Alta rotação (Jornal O Dia)
29/11/2011
O Brasil sempre foi um país de oportunidades para quem está disposto a trabalhar e produzir. Essa frase, repetida mil vezes nas conversas cotidianas, pode esconder um cenário de muitas dificuldades para a grande maioria dos empresários e também dos trabalhadores. Um cipoal de leis, regras, processos e procedimentos burocráticos ainda precisa ser superado quotidianamente, tomando tempo, dinheiro e paciência de quem deveria estar mais preocupado em transformar matéria prima em bons produtos ou o seu talento em melhores serviços.
Um reflexo muito claro desse cenário está em nosso mercado de trabalho. Obter um emprego no Brasil tem sido uma tarefa relativamente tranquila nos últimos anos, período em que a estabilidade de preços alavancou as contratações. O problema é que, uma vez que conquistou sua função, o trabalhador não recebe o apoio adequado para melhorar sua capacitação, o que o ajudaria a se fixar e progredir na empresa que o acolheu.
Os dados mostram que 22 milhões de trabalhadores conseguem mudar de emprego em apenas um ano, mas estão estagnados na mesma faixa salarial, de um a dois salários mínimos. E boa parte desse contingente vem da nova classe média. O resultado disso é que o Brasil tem a maior rotatividade do mundo em seu mercado de trabalho: 41% da força de trabalho mudam de emprego a cada ano. Na faixa de um a dois salários mínimos, esse percentual passa de 50%.

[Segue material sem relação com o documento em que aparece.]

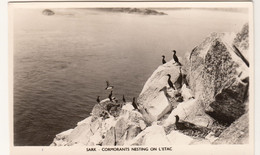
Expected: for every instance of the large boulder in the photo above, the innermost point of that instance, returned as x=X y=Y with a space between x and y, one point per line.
x=219 y=77
x=236 y=133
x=152 y=136
x=189 y=111
x=155 y=102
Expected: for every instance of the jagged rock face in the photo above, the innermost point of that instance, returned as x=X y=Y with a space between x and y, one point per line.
x=48 y=12
x=242 y=41
x=153 y=99
x=236 y=133
x=217 y=76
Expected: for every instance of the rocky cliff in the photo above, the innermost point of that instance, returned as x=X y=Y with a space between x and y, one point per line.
x=209 y=103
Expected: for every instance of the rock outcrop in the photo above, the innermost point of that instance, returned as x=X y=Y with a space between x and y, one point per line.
x=209 y=104
x=219 y=78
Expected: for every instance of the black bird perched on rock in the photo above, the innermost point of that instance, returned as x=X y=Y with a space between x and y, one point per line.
x=124 y=98
x=110 y=95
x=98 y=100
x=175 y=58
x=134 y=104
x=163 y=60
x=182 y=125
x=191 y=129
x=179 y=82
x=108 y=86
x=170 y=82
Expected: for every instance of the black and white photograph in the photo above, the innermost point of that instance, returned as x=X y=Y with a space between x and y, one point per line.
x=131 y=75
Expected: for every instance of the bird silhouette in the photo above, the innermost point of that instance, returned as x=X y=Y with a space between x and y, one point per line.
x=124 y=99
x=108 y=86
x=98 y=100
x=170 y=82
x=110 y=95
x=163 y=60
x=134 y=104
x=175 y=58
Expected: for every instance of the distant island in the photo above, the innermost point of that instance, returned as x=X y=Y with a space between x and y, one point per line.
x=142 y=11
x=48 y=12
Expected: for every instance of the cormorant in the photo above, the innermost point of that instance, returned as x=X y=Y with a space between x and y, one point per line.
x=110 y=96
x=179 y=82
x=191 y=129
x=183 y=125
x=175 y=58
x=108 y=86
x=170 y=82
x=124 y=98
x=134 y=104
x=98 y=100
x=163 y=60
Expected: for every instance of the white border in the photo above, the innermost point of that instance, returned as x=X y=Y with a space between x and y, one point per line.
x=4 y=90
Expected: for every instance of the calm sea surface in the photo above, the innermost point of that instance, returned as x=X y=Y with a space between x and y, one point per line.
x=61 y=62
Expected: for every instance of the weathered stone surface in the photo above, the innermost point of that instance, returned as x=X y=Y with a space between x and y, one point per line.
x=132 y=132
x=241 y=41
x=177 y=138
x=120 y=130
x=216 y=77
x=190 y=111
x=236 y=133
x=151 y=98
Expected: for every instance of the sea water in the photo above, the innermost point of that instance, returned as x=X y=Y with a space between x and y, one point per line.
x=61 y=62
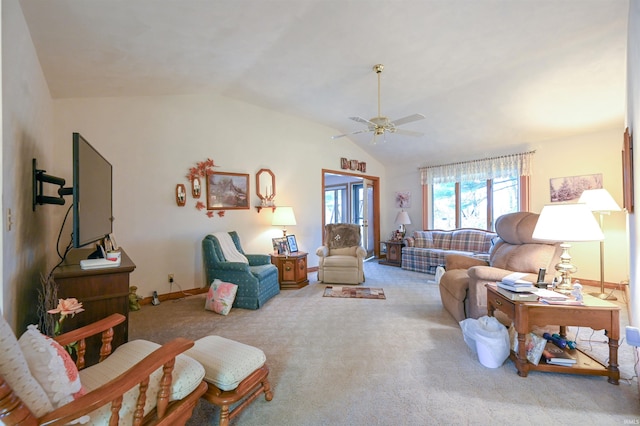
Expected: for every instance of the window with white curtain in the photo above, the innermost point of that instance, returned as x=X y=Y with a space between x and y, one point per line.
x=472 y=194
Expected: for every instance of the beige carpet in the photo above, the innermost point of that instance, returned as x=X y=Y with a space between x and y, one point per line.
x=401 y=361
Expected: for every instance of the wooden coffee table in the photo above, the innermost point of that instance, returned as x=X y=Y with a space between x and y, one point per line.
x=597 y=314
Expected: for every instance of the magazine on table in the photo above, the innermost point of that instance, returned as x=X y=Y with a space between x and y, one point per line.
x=516 y=279
x=520 y=288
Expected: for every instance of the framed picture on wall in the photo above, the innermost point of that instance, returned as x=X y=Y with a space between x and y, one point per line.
x=227 y=191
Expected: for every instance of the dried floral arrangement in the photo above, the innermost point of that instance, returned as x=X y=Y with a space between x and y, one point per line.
x=202 y=170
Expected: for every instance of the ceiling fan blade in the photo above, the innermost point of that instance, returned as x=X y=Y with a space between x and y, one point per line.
x=408 y=132
x=408 y=119
x=362 y=120
x=352 y=133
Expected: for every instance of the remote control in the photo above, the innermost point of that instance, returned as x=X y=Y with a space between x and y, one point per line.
x=557 y=340
x=98 y=263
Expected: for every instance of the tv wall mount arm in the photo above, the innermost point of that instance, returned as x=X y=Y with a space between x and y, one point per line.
x=39 y=179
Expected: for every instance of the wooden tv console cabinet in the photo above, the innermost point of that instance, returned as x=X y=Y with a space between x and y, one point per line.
x=102 y=292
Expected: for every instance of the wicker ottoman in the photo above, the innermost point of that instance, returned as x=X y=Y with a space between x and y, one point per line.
x=234 y=372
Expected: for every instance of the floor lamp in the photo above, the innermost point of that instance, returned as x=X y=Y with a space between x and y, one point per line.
x=601 y=202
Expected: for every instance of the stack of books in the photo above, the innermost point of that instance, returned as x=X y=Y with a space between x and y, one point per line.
x=554 y=298
x=514 y=287
x=557 y=356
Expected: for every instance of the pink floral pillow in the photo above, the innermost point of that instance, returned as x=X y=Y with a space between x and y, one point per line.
x=52 y=367
x=220 y=297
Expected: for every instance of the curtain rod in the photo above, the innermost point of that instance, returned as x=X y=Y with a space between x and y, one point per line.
x=475 y=161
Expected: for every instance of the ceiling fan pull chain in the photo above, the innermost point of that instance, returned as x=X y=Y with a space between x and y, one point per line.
x=378 y=69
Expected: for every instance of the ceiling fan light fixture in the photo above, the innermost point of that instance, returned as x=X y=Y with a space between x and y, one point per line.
x=380 y=125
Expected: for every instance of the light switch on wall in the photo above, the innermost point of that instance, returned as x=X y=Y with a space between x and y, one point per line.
x=633 y=335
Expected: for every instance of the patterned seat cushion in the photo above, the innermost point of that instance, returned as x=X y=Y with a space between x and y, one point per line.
x=226 y=362
x=187 y=376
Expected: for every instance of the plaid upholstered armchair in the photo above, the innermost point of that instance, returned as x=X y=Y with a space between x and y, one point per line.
x=341 y=256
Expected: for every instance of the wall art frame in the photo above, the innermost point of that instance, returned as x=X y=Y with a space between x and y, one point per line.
x=227 y=191
x=627 y=171
x=570 y=188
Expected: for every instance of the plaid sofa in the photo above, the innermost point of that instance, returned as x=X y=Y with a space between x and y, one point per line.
x=425 y=250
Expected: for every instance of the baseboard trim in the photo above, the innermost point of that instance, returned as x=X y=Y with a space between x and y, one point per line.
x=175 y=295
x=593 y=283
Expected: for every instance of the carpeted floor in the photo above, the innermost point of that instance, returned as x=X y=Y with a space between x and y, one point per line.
x=399 y=361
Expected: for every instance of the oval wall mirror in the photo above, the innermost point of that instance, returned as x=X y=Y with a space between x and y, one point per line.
x=265 y=185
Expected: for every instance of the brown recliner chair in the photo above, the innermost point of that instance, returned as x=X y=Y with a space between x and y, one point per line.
x=462 y=286
x=341 y=257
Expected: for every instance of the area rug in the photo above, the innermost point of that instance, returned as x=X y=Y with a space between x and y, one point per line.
x=354 y=292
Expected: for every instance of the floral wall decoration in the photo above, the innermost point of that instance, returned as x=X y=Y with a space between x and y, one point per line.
x=403 y=200
x=199 y=174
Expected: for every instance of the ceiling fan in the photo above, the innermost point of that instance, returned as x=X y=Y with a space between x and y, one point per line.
x=380 y=125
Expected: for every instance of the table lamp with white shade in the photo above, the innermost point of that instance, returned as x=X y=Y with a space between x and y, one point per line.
x=564 y=223
x=601 y=202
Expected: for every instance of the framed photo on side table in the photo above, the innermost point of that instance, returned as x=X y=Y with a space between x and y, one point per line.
x=280 y=245
x=291 y=242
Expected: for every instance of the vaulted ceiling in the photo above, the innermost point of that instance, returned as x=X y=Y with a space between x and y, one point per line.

Quem está trabalhando precisa se qualificar e sua qualificação é de interesse do próprio trabalhador, da empresa na qual trabalha e do governo. Acabar com a cultura da alta rotatividade de empregados é dar uma chance a quem trabalha para ter mais renda e melhores salários, representa mais lucro para os empresários e, para o governo, significa ganhar um instrumento essencial de combate à inflação, uma vez que mais produtos no mercado reduzem a possibilidade de aumento de preços.